Si damos un vacilante como posible respuesta, es evidente que muchos de nosotros, fracasaremos en ponerlo en práctica la mayoría de las veces cuando debemos vivir este mandamiento nuevo a plenitud. Sólo podremos amar a plenitud si lo hacemos cooperamos generosamente para que actúe la gracia de Dios. Tenemos la certeza de que esto puede ser posible gracias a la nueva alianza establecida por Cristo, y porque tenemos la presencia viva de Jesús resucitado siempre con nosotros, ese espíritu que nos ayuda a amar a su manera.

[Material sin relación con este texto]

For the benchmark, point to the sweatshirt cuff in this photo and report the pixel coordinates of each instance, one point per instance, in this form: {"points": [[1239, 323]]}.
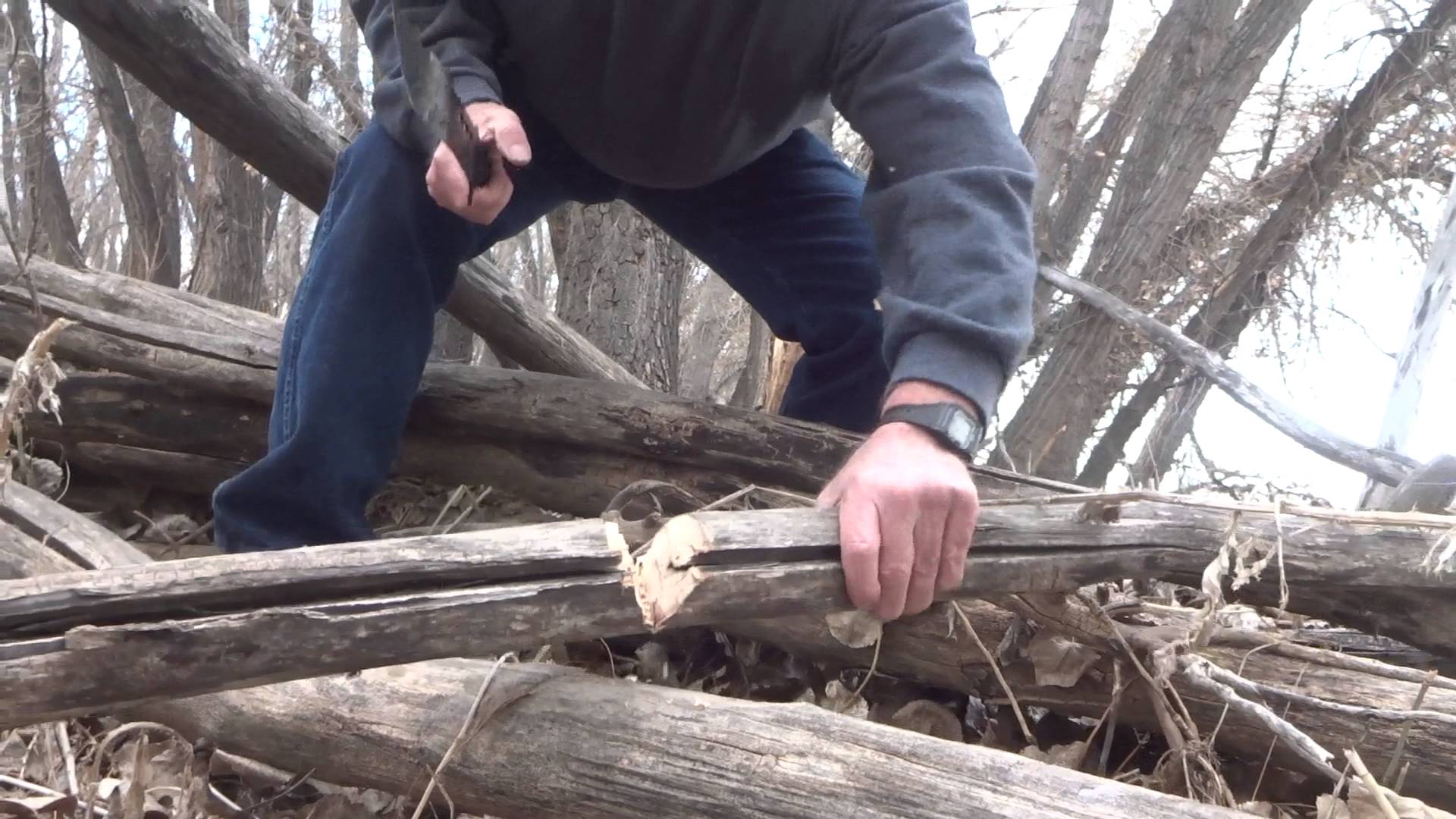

Por supuesto que hay situaciones difíciles en las que es muy exigente a amar a nuestro prójimo como a nosotros mismos, o, incluso de amar al prójimo de alguna manera. Si pensamos en el extremismo islámico, cualquier otra forma de terrorismo o de extremismo, o en los tiempos de guerra, muchas veces caemos en la fuerte tentación de deshumanizar al enemigo, e incluso, de considerarlos como que ya no forman parte de la familia humana. Los vemos lejanos e indignos de cualquier tipo de amor o respeto. Pero el mandamiento de amar sin condiciones que nos pide Jesús, partiendo de su propia experiencia de perdonar a los que lo crucificaron, constantemente nos llaman a reconsiderar las cosas y buscar la reconciliación y la paz en lugar de la victoria total.

¿Podemos realmente vivir cada momento estando en comunión con Jesús durante todo el día? Al final, sólo si trabajamos con la gracia de Dios es que podemos amar a nuestro prójimo como a nosotros mismos en este nuevo estilo, hasta el extremo.
Sólo si vivimos a diario con Jesús amaremos al prójimo como nos amamos, sin condiciones.
Sólo si vivimos nuestro cada día con Jesús podremos amar como Él amaba.
Sólo si vivimos cerca de Jesús podremos amar como Jesús nos pidió.

Si no vivimos así, estaremos actuando sólo con nuestras fuerzas humanas, y amando con algún otro tipo de amor, pero no el amor incondicional de Jesús, ese amor que nos dice: "Les doy un mandamiento nuevo: ámense unos a otros como yo los he amado."

Oremos:
Dios omnipotente y eterno,
realiza plenamente en nosotros el misterio pascual,
para que, renacidos por el santo bautismo,
con tu ayuda demos fruto abundante
y alcancemos la alegría de la vida eterna.

Por nuestro Señor Jesucristo, tu Hijo, que vive y reina contigo
en la unidad del Espíritu Santo, y es Dios, por los siglos de los siglos.